After this great discussion, students spent time exploring iMovie on the iPads. This is the tool they will most likely use for their trailers. Most had no experience with iMovie, so I invited them to spend about 20-25 minutes messing around and figuring out some of the features. I encouraged them to share what they learned with each other, and it didn’t take long for collaboration to begin. As soon as students figured something out, they were eager to show and help others.
Ludwig, a 4th grader, really jumped into the trailer part of imovie. He began planning out a quick trailer and sprang into action filming it. He didn’t make it all the way through, but you can see what he figured out here:
Reid, another 4th grader, explored the movie part of iMovie. He put together a little idea and started filming clips to put a quick sequence together.

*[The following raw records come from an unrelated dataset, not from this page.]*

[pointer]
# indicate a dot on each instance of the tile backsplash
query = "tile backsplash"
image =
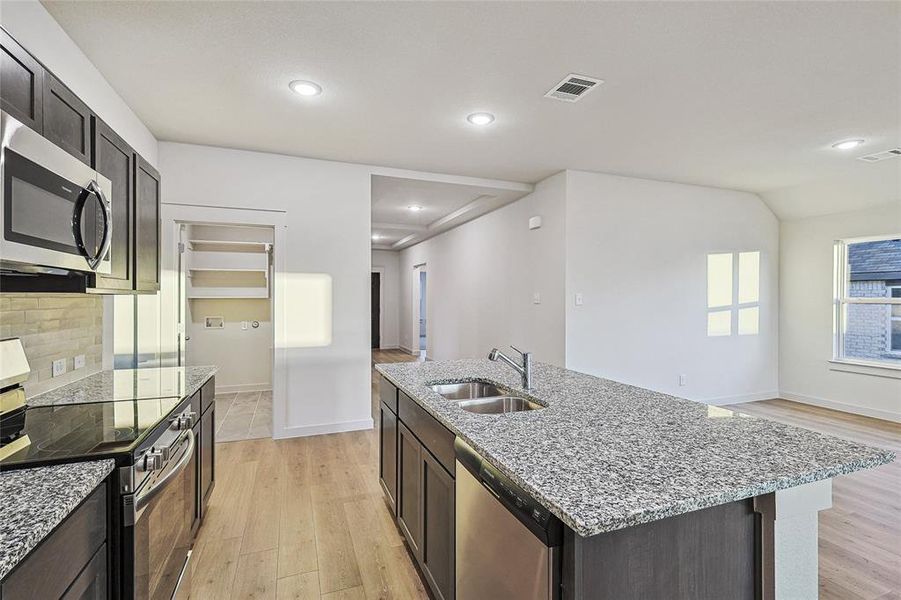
(54, 326)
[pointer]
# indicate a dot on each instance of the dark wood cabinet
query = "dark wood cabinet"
(113, 158)
(409, 477)
(388, 455)
(147, 227)
(207, 458)
(71, 558)
(416, 472)
(67, 120)
(438, 506)
(21, 83)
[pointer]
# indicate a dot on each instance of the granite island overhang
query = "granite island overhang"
(605, 456)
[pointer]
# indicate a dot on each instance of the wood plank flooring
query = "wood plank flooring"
(304, 518)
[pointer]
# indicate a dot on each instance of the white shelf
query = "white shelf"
(261, 246)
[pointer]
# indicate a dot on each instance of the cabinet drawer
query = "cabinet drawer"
(208, 394)
(57, 562)
(388, 394)
(433, 435)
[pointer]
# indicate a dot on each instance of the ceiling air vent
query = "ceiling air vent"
(573, 87)
(891, 153)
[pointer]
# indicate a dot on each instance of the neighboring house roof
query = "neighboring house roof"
(875, 261)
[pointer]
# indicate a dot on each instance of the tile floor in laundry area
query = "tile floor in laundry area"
(243, 416)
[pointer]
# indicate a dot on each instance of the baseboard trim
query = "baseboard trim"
(864, 411)
(323, 428)
(769, 395)
(243, 387)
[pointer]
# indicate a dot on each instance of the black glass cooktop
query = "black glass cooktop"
(78, 431)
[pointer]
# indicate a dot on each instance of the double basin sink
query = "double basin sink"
(484, 398)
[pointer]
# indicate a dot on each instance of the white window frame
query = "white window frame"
(841, 298)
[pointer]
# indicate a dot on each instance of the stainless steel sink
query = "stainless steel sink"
(468, 390)
(499, 405)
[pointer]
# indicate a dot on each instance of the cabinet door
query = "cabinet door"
(21, 83)
(67, 120)
(114, 159)
(437, 527)
(409, 501)
(147, 227)
(207, 455)
(388, 455)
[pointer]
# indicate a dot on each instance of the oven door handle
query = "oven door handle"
(77, 215)
(156, 488)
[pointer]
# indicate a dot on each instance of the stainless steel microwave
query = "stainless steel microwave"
(56, 214)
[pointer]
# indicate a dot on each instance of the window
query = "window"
(725, 303)
(867, 296)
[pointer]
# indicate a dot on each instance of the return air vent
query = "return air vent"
(891, 153)
(573, 87)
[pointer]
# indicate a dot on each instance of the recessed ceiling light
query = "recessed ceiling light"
(305, 88)
(847, 144)
(480, 118)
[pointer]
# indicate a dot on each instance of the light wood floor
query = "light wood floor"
(304, 518)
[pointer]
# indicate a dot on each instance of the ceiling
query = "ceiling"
(740, 95)
(443, 205)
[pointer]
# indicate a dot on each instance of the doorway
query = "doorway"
(376, 309)
(420, 311)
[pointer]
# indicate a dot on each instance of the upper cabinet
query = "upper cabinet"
(115, 159)
(67, 120)
(21, 83)
(34, 96)
(147, 227)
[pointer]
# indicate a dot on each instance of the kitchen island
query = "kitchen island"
(622, 467)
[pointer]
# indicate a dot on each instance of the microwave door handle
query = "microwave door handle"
(77, 215)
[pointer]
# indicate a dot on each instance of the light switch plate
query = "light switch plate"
(59, 367)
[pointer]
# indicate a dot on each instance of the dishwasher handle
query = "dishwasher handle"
(538, 519)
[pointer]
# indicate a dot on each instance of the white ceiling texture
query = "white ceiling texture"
(740, 95)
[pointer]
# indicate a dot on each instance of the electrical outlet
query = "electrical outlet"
(59, 367)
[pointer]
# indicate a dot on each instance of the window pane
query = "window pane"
(873, 268)
(719, 323)
(719, 280)
(748, 278)
(748, 321)
(870, 333)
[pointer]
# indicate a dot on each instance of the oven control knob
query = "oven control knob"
(152, 461)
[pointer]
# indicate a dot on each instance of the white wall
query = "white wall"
(636, 249)
(39, 33)
(328, 231)
(389, 264)
(481, 278)
(807, 314)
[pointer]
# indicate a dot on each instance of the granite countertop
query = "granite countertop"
(34, 501)
(128, 384)
(605, 455)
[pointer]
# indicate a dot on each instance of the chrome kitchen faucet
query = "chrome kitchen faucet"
(525, 369)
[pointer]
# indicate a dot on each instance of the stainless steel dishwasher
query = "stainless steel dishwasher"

We closed our time together by showing these videos and setting the stage for students to begin planning their own trailers. Once again, I was amazed by what kids could figure out and share when given the space to explore. I reminded them to continue to share their expertise with one another as they progress through the project. They will continue work in their classroom, but I will also collaborate with them at various stages of the project.
Today, the second student who designed a gem using Sketchup was able to print his gem our our Makerbot replicator. In case you missed the 1st print, you can read about Grant’s history-making print here.
Danny’s gem was quite different from Grant’s. Danny figured out how to make a square hole right through the middle of his gem. It was something we had wondered how to do, and he figured it out. This again brings to my mind the importance of letting go of the feeling of being an expert in everything before we allow our students to explore. Because Danny was given the freedom to explore Sketchup, he figured out how to do so much more than his teacher and I could have ever figured out on our own. Now his expertise can support others who want to try a similar design.
Before Danny pressed the bright red M to start the print, we made sure he got to choose the filament color that he wanted. We now have a selection of filament to choose from: blue, red, white, clear, black, yellow, orange, green, purple, and black. Danny’s gem took about 24 minutes to print. Now that we have an approximate time frame for printing these gems, we are going to try to get 2 printed during each class period over the next few days. Once again, students flocked around the printer and begged for their gem to be next.
You can watch is gem print process here:
I’ve also been experimenting with a couple of tools that will hopefully inspire some new projects with several classrooms. One tool is Tinkercad. I recently used Tinkercad to make a words with wings keychain. In her new book, Words with Wings, Nikki Grimes has some incredible poems that detail how a single word can help us take flight through its meaning in our lives. I hope that I can share this poetry with students, have them select their own “words with wings”, and create backpack pulls using Tinkercad.
Another new tool is Blokify. With this easy-to-use iPad app, students use a series of blocks to make pretty much anything they want. While the blocks are designed to look like a castle, space ship, or pirate ship, they can really be stacked into anything in a Minecraft-like style. The files can be emailed from the iPad to be imported into Makerware. I hope to do storytelling projects with teachers around student-designed settings and/or characters. With the blocks all being the same size, there is also great potential to use this for perimeter and area in math.
I love how ideas keep naturally surfacing within our standards and explorations. It’s not about what we can 3D print. It’s about what we are learning about, what we want to create, and how 3D printing might support that.